Would I have seen Parasite differently if I’d never heard of it and I’d simply stumbled upon it? I believe that I would have recognized it as something unique. But how high would my praise have gone? The important thing now is to go see it! Part of the point of the movement for change at the Academy Awards is to shake up the playing field and reconsider what makes for great cinema. Looking back on the Oscars, I see now how painfully obvious it would have been for 1917 to have won for Best Picture. It certainly delivered the goods but all too much in an Old Hollywood tradition. Director Bong Joon-ho is, of course, well-versed in and part of a new generation that is upturning the status quo.
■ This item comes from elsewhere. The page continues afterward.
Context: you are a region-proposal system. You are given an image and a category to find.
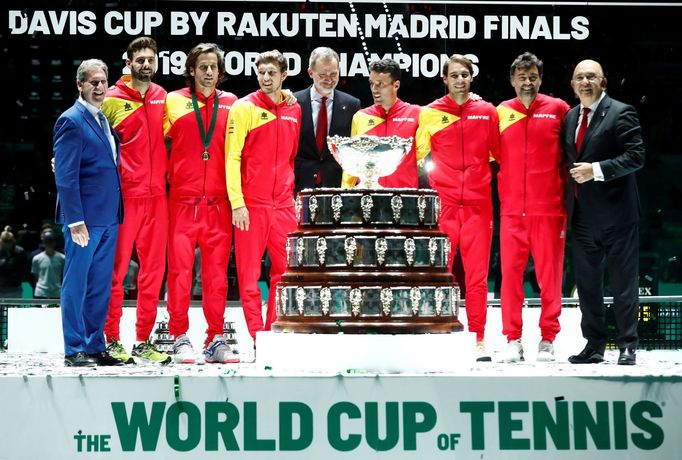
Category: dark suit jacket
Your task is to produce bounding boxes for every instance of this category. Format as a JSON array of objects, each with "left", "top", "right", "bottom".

It’s all about mashing up genres and exuberant irreverence. While 1917 is in the great anti-war spirit, Parasite is as disruptive as the best work by another fellow cultural rebel, Jordan Peele. As is the case with many movies that take on an iconic status, you can read all sorts of things into Parasite. Many people, without having seen it, believe it is a movie about the need to care for others. I’m sure that Bong Joon-ho would be the first to laugh at the irony over some of the platitudes being said about his horror fable. Yes, there is social commentary. But, in the end, it is an artful, and highly entertaining, story told well.
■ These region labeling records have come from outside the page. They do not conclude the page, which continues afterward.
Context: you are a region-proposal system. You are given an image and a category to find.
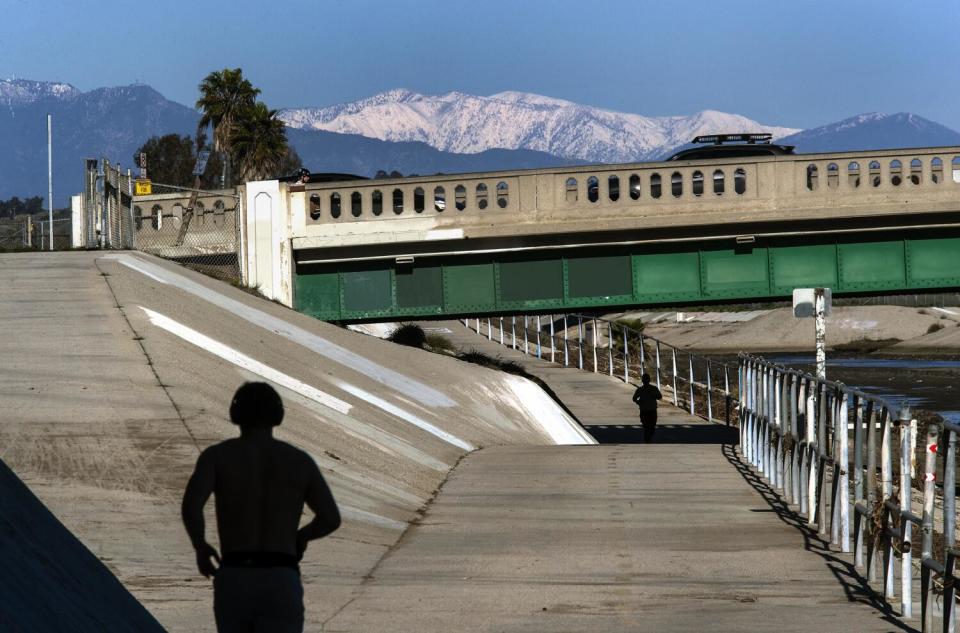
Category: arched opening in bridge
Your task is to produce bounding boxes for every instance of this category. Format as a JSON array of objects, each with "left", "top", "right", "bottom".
[
  {"left": 910, "top": 158, "right": 923, "bottom": 185},
  {"left": 870, "top": 160, "right": 880, "bottom": 187},
  {"left": 587, "top": 176, "right": 600, "bottom": 202},
  {"left": 497, "top": 180, "right": 510, "bottom": 209},
  {"left": 330, "top": 192, "right": 340, "bottom": 218},
  {"left": 607, "top": 176, "right": 620, "bottom": 202},
  {"left": 733, "top": 167, "right": 747, "bottom": 194},
  {"left": 413, "top": 187, "right": 426, "bottom": 213},
  {"left": 477, "top": 182, "right": 487, "bottom": 209},
  {"left": 564, "top": 176, "right": 580, "bottom": 204},
  {"left": 393, "top": 189, "right": 403, "bottom": 215},
  {"left": 650, "top": 174, "right": 662, "bottom": 198},
  {"left": 670, "top": 171, "right": 683, "bottom": 198},
  {"left": 847, "top": 160, "right": 860, "bottom": 189},
  {"left": 890, "top": 158, "right": 903, "bottom": 187},
  {"left": 827, "top": 163, "right": 840, "bottom": 189},
  {"left": 350, "top": 191, "right": 363, "bottom": 218}
]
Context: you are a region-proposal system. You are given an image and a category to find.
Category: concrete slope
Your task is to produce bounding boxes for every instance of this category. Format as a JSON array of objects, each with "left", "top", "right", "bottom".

It is the contrast between the poverty-stricken Kim family and the ultra-rich Park family that is the linchpin to this tale. We begin with the Kim family and find mother, father, and teen daughter and son literally hunched over in their tiny decrepit basement apartment. Played for laughs, we see them as they struggle to catch a free Wi-Fi signal from a neighbor. They are so starved for space that even the bathroom works as a suitable meeting area. In fact, it might be one of the bigger spaces as all functionality has been pushed up against a wall. You need to walk up some steps in order to reach the open toilet that rests just a few feet below the ceiling. Fast forward a bit and we see that the Kim family has set their sights on exploiting the wealthy Park family. First, it’s the son who lands a job as a tutor and, from there, it all spirals out of control as the whole family takes over each remaining staff position. It is a splendid caper that allows the Kim family to, at least, have a taste of the good life. Representing the best is the Park’s home, built by a famous architect and the ultimate in spacious elegance.
The story takes a decidedly grisly turn once the plot goes underground and focuses on activity in the Park’s secret bunker. Like any good horror movie, Parasite is by degrees turning up the heat in the frog kettle. Without spoiling a thing, it’s safe to say that this is a tale of one thing leading to another and then another and the consequences that arise. One by one, each of the Kim family members must confront what lives in the basement. If not for their own scheming, the Kim family could have remained blissfully poor and naive and all the better for it. But sometimes you gain wisdom once it’s too late. The rich Park family aren’t villains, even if they think the Kims smell of damp old rags. The Kim family only needs to look in the mirror to see the true culprits.
The rich are not like you and me, so said F. Scott Fitzgerald, in one of the most celebrated lines of fiction. Bong Joon-ho enjoys his take on it with gleeful passion. While much has been said about the one percent versus the rest of us theme attached to this movie, another aspect is simply human folly. The rich, just like anyone else, can be utterly duped. The reason it’s important when it happens to the rich is pretty obvious. There’s money to be made from human vanity and ignorance. A perfect example in the movie is when so much is made of the Park family’s little boy who has aspirations to becoming the next Jean-Michel Basquiat. A obviously splapdash painting hangs in a hallway there as a shrine. It is definitely not lost on Bong Joon-ho that Jean-Michel Basquiat himself remains a bit of a mixed bag of authentic artistic genius and oversaturated superstardom. Jean-Michel Basquiat provides a cautionary example not only to the viewer but to the celebrated movie director as well.